To shorten healing time and improve callus quality in osteoporotic animals, various anti-resorptive or anabolic drugs have been investigated to inhibit excessive bone resorption or promote new bone formation during defects healing, such as bisphosphonates (BPs), and intermittently administered human parathyroid hormone (PTH) [9,10,11]. However, excessive inhibition of osteoclasts by anticatabolic agents might lead to delayed bone remodeling at the late healing period. PTH is an important physiological regulator of mineral homeostasis and has bone anabolic and catabolic actions. When administered intermittently, PTH induces substantial increases in osteoblast surface, osteoid surface, and osteoid volume in animals [10, 12]. Intermittently administered parathyroid hormone has been the only anabolic drug that could promote defects healing in osteoporotic subjects [13, 14]. Our previous researches have demonstrated that the combination of PTH and β-TCP brings better effect to bone tissue repair in osteoporosis status [13, 14]. Further researches show that local incorporated of PTH can accelerate bone formation and osseointegration [15].
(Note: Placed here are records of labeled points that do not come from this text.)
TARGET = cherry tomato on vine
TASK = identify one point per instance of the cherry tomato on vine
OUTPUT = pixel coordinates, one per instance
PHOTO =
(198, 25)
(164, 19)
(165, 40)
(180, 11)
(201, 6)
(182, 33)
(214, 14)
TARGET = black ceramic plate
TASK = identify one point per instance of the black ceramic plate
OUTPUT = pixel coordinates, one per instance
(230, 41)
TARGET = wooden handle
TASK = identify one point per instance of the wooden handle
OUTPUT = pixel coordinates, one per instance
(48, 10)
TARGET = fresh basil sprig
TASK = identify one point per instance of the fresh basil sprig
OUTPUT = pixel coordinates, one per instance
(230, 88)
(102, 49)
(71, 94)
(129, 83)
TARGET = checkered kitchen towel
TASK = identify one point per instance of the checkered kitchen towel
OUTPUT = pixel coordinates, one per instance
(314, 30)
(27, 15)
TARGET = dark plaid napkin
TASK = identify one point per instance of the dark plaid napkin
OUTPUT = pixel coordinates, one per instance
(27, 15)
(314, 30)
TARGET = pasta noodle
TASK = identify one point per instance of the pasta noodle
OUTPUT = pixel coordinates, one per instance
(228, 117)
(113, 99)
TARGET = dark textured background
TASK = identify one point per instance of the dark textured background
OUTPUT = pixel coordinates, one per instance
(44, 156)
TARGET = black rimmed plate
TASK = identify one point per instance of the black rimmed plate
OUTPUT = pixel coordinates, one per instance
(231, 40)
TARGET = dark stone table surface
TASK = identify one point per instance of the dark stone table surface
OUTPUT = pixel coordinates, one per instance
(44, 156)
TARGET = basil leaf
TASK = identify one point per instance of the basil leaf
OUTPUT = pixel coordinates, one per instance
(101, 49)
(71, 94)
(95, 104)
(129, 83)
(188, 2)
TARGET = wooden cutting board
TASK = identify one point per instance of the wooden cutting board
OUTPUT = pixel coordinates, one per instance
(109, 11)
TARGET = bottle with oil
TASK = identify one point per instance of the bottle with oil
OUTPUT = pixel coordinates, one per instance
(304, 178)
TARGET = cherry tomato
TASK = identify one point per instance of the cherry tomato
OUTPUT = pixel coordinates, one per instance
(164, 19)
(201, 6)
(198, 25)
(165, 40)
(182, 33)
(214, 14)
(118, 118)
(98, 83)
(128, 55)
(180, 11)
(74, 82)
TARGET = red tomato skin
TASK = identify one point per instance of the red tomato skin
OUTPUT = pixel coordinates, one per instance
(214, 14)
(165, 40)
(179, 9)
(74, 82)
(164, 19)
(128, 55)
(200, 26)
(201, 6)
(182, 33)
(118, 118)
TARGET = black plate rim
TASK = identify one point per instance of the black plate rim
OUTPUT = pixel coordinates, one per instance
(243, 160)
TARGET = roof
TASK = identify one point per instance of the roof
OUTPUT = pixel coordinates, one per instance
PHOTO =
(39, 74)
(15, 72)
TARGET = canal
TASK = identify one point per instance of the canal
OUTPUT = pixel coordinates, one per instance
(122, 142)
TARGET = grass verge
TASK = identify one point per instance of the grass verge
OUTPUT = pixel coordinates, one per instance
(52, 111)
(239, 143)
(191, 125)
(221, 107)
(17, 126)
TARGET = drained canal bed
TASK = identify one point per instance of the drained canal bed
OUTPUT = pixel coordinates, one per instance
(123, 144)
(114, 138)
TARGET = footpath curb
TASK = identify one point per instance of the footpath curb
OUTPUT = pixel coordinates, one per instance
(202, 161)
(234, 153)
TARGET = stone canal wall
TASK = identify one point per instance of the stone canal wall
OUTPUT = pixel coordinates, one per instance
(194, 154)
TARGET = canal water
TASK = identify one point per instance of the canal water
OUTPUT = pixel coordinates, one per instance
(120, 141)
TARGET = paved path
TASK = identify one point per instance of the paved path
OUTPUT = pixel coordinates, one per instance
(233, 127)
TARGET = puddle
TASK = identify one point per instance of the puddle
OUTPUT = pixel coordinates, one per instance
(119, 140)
All the evidences above consolidate the notion that β-TCP and PTH represents a promising therapeutic approach for the treatment of osteoporotic defect induced by postmenopause. However, little is known about the effect of combined treatment with local administration of PTH and β-TCP/COL composite on osteoporotic defect in bone loss induced by ovariectomized (OVX). Thus, we hypothesized that combined treatment with local administration of PTH and β-TCP/COL composite treatment would enhance healing of metaphyseal defects in OVX rats via enhanced stimulation of bone formation and significantly better than the effect of using β-TCP/COL composite alone. The purpose of this study is to observe the effects of combined treatment with local administration of PTH and β-TCP/COL composite on defect healing in OVX rats.
Materials and methods
Animals
Seventy female Sprague–Dawley (SD) rats (3 months old) with an average weight of 230 g were included in this study. Every four animals were kept in one cage with climate-controlled conditions (25 °C; 55% humidity; 12 h of light alternating with 12 h of darkness). Free access to standard laboratory diet and tap water were permitted. Principles of laboratory animal care were followed, and the study protocol was approved by the Animal Research Committee of the university.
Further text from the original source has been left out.